An Orphan, Cast Out in the Storm,
Body and Soul Most Lightly Connected,
A Tiny Spark on the Winds of Chance Borne,
To the Fancies of Fortune Subjected.

Chapter 1

Rooster Charlie allows as how today he's goin' to see Dr. Graves himself, the bloke what sends Muck around to pick up dead orphans for the di-seck-shun and for the good of science and all, to see if Charlie his ownself can get paid for his body before he goes croakers so's he can have the pleasure of it himself, like.

Me and the others laugh and jeer and say, "Charlie, you ain't got the bollocks. He'll prolly open you up right there, without so much as a by-your-leave." But Charlie, he hikes up his pants and gives his vest a pat and off he goes to sell his body. The pat is for his shiv, which he keeps tucked next to his ribs.

I've been with Charlie and the gang for four, maybe five, years since That Dark Day when me world was changed forever, but I can't be sure, the seasons run into each other so-we shivers and dies of the cold in the winter and sweats and dies of the pestilence in the summer, so it's all one. It's been close a couple of times, but I ain't dead yet.

We begs mostly, please Mum please Mum please Mum, over and over and we steals a bit and we gets by, just. There's only six of us right now 'cause Emily died last winter. I woke up next to her stiff body in the morning in our kip and I took her shift, which is too big but which I wears over me other shift, that givin' me two things I own besides me immortal soul. We tried takin' poor naked dead Emily down to the river and floatin' her off with the proper words and all, but she's stiff and hard to move and Muck caught us at it and stole her away. He gives us a curse for tryin' to get her away and for takin' her shift, too, that which he could have sold to the ragman.

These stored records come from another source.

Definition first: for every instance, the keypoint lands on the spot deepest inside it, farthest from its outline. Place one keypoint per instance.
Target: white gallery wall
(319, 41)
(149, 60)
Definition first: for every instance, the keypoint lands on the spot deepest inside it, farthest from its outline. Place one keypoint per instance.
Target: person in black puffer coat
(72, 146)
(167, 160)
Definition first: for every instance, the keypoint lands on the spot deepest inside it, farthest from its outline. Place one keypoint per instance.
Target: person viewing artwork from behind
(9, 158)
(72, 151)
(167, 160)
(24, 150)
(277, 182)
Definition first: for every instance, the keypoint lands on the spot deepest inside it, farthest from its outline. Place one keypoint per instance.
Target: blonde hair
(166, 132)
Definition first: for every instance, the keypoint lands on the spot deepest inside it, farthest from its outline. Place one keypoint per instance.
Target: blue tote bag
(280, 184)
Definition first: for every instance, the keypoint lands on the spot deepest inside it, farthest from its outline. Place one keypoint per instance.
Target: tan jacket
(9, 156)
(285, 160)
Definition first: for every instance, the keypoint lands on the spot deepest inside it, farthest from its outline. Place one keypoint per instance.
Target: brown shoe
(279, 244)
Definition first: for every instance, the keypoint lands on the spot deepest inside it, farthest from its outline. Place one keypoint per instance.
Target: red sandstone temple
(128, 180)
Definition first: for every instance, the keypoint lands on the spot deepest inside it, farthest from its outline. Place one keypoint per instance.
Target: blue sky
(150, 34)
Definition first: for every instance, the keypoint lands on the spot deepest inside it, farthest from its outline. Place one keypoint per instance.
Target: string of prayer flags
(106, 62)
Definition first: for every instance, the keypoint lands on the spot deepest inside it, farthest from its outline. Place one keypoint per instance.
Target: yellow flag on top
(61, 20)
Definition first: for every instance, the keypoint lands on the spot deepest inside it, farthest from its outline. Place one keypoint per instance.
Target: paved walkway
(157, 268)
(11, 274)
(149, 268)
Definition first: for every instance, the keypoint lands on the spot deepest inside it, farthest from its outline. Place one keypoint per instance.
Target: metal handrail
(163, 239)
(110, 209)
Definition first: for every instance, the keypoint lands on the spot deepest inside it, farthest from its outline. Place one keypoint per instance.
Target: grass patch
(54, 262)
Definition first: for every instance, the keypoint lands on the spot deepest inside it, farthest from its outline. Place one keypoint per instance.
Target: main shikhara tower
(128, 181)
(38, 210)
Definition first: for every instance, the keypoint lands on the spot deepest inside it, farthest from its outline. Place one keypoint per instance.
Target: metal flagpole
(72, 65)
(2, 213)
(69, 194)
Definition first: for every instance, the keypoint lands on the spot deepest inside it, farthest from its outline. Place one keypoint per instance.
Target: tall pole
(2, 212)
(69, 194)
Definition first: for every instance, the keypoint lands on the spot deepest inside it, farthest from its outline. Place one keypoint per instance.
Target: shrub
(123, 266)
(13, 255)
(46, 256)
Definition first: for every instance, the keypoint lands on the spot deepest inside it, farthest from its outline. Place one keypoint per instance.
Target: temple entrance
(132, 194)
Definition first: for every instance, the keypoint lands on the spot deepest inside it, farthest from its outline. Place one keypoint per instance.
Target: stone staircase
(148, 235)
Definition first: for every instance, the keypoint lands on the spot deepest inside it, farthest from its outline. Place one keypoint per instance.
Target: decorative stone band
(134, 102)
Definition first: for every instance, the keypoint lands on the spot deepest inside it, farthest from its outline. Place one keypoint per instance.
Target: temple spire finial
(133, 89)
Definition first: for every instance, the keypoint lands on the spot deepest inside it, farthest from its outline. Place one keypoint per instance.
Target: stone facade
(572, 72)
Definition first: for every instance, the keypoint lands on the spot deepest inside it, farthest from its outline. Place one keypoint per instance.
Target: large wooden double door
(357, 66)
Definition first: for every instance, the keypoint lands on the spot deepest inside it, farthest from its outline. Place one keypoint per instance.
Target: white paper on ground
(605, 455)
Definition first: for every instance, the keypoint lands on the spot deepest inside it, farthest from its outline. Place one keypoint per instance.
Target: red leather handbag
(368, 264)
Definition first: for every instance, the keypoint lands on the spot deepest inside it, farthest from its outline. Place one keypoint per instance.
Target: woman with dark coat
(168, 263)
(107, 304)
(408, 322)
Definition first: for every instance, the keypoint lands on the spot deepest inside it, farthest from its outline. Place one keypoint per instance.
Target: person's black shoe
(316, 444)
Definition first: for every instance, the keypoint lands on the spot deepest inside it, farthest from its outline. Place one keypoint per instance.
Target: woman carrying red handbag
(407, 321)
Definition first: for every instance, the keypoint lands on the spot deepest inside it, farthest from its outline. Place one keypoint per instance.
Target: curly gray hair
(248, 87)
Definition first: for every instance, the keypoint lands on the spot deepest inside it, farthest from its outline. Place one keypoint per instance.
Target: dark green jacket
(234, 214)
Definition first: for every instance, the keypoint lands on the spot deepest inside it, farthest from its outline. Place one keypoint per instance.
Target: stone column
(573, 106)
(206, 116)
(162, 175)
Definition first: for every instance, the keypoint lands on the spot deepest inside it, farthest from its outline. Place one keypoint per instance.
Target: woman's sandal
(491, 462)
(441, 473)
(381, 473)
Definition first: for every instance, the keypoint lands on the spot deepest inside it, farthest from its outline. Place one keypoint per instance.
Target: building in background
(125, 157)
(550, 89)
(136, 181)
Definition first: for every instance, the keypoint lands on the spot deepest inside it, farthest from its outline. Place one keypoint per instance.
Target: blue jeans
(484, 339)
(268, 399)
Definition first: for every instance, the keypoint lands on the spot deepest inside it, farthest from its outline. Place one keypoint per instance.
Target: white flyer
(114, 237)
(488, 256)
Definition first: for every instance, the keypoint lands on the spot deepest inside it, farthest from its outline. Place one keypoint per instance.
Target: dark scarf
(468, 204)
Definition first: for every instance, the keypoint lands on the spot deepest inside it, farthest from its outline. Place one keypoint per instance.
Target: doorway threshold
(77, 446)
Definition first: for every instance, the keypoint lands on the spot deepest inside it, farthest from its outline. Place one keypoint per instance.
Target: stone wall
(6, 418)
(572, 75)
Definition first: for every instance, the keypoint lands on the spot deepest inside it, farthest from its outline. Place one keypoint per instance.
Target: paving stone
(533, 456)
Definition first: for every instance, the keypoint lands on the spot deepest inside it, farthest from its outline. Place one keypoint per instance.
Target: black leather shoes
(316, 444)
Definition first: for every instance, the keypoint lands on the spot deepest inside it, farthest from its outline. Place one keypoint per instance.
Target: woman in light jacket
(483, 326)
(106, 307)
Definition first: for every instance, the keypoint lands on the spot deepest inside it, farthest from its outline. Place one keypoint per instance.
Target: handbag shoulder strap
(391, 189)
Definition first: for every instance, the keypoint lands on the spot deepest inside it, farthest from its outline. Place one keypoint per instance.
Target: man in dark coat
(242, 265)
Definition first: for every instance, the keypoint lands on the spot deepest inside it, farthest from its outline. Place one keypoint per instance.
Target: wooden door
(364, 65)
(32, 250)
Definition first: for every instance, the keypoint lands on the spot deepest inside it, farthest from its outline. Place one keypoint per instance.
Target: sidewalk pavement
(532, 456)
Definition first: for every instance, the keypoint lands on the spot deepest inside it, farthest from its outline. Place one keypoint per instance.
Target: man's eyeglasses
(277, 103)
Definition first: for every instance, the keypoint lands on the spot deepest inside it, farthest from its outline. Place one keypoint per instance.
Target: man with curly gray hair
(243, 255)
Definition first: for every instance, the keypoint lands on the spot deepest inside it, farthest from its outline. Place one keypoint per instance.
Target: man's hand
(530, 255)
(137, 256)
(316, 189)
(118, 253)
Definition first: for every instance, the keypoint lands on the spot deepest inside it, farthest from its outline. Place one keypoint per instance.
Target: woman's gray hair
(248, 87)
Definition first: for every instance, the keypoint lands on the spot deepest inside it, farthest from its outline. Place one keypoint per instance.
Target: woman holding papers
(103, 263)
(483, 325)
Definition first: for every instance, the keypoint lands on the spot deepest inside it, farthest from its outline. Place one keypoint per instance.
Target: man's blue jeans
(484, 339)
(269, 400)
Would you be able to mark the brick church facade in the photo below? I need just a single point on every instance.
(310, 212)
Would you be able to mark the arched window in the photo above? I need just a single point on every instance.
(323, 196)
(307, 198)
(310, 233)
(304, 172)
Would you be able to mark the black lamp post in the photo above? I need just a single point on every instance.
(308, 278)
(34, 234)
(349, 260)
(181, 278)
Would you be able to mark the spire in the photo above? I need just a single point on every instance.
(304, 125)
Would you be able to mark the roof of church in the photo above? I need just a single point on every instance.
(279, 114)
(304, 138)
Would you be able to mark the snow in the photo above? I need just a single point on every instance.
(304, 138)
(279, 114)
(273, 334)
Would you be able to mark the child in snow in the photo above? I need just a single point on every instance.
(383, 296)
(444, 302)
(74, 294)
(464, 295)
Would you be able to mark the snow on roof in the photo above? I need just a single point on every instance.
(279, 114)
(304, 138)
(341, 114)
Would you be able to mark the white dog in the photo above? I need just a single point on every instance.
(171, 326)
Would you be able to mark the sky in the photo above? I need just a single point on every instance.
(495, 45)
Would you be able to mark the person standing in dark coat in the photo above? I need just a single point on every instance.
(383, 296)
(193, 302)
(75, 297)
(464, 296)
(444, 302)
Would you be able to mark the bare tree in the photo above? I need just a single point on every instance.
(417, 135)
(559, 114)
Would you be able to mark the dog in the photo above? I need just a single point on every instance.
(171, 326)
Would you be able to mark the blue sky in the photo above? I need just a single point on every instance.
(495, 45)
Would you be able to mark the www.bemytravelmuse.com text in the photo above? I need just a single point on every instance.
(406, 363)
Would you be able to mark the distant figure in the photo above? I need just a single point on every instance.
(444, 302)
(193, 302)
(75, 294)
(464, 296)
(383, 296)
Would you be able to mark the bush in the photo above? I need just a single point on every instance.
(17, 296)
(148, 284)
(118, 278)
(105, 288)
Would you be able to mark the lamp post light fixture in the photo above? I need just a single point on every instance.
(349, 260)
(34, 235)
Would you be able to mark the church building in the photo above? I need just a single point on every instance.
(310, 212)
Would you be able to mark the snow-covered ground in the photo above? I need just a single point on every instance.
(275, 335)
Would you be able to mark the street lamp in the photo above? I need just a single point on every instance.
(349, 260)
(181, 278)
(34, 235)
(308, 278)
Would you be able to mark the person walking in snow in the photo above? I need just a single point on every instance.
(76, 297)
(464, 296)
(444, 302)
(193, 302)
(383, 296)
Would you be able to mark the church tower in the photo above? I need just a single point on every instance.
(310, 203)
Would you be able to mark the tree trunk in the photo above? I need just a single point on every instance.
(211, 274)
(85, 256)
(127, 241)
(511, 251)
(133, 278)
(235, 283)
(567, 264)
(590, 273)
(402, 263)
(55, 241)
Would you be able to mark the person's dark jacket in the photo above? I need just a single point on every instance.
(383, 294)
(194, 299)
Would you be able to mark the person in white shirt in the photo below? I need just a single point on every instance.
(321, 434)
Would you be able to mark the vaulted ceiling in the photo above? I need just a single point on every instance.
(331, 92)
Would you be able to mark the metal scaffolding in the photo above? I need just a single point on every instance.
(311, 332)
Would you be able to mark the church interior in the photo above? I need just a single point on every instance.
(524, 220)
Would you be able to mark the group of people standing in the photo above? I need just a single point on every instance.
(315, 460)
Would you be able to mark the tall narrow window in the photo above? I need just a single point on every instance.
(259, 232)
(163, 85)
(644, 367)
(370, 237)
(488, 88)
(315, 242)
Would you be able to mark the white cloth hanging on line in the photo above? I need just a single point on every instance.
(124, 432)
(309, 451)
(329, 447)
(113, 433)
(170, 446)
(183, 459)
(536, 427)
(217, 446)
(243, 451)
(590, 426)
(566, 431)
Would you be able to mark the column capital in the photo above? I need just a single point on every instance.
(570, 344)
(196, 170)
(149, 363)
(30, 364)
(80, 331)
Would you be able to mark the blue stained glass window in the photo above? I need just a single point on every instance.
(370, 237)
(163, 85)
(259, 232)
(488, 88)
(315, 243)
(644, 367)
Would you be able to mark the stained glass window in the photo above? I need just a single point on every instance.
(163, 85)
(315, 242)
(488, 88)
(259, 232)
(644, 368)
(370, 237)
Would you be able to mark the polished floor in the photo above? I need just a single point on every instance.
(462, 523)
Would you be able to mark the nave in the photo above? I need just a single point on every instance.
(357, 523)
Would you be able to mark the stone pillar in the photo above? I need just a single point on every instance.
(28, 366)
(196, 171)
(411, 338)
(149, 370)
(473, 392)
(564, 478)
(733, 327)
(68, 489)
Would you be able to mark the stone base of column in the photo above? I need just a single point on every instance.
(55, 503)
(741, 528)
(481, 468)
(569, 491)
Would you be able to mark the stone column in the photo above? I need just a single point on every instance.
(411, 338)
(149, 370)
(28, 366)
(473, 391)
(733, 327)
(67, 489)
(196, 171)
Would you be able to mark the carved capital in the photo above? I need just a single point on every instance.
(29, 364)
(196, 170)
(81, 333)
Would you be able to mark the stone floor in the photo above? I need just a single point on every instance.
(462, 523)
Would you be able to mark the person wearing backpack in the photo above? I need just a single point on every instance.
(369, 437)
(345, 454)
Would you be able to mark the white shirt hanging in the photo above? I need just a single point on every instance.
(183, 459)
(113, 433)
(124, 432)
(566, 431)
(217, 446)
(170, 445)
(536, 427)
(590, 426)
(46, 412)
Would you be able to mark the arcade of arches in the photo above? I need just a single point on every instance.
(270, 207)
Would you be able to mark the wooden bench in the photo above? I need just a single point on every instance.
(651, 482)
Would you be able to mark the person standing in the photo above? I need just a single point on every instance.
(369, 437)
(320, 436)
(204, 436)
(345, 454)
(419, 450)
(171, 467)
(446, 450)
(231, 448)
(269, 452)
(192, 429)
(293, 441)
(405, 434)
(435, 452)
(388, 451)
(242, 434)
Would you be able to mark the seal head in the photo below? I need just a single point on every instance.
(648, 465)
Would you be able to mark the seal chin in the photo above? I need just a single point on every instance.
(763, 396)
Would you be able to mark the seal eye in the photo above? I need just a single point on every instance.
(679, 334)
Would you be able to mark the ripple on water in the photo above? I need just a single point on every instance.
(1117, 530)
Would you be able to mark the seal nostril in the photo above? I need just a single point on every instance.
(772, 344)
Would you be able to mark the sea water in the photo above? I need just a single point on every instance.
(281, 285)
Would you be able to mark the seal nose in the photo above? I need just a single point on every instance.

Charlie is the leader of our gang and is called the Rooster 'cause his last name is Brewster, and him being such a cocky little banty, it seems natural, like. He's small, but he's smart and quick. Charlie's hair is straight and red and hangs to one side like a cock's comb. He's got britches that were once white and a once-white shirt and a bright blue vest over that, and he looks right fine, he does. A flash cove is our Rooster Charlie.

Besides him there's Polly and Judy and Nancy, and Hugh the Grand, him what is big and strong like an ox but what is a bit slow in the head. Charlie is fond of pattin' him on his broad back and sayin', "Our Hughie is our muscle and our tower of strength in this world of strife and trouble," and every time he does it, Hughie blushes all red and rocks his head side to side and grins his big dumb grin in his gladness. Charlie takes care of us, and with his cheek and his bravado and his shiv and our Hughie, the other gangs keep their distance.

Since I'm the smallest, I get called Little Mary, even though I ain't near to bein' the youngest no more.

The gang is always changin', as we loses some and we brings some in. Like the girl what stole me clothes before, whose name is Betty, was stole herself awhile back as two of the women from Missus Tuttle's lit upon our little band to find a replacement for their servant girl who had died. They picked Betty and allowed as they was gonna make a fine lady out of her, Isn't that right, Bessie, just like us. So they takes our Betty off, and Charlie says that he'll give it two days and then he'd go see her and if she wanted to come back, he'd steal her back, but after the two days he goes to see, and, no, she didn't want t' come back, she wanted to stay and be a fine lady. And I din't get me clothes back, either, even though they prolly would still have fit.

"Whyn't all us girls go off to Missus Tuttle's to be fine ladies," says I, thinkin' maybe there'd be food there and beds and stuff, but then Charlie tells me to shut my silly girly gob, as what do I know about anything in the world. Then he tells us what goes on at Missus Tuttle's, but I don't believe him, not for a minute. Disgustin', it is. "Such a mind you have, Charlie, to be thinkin' of such."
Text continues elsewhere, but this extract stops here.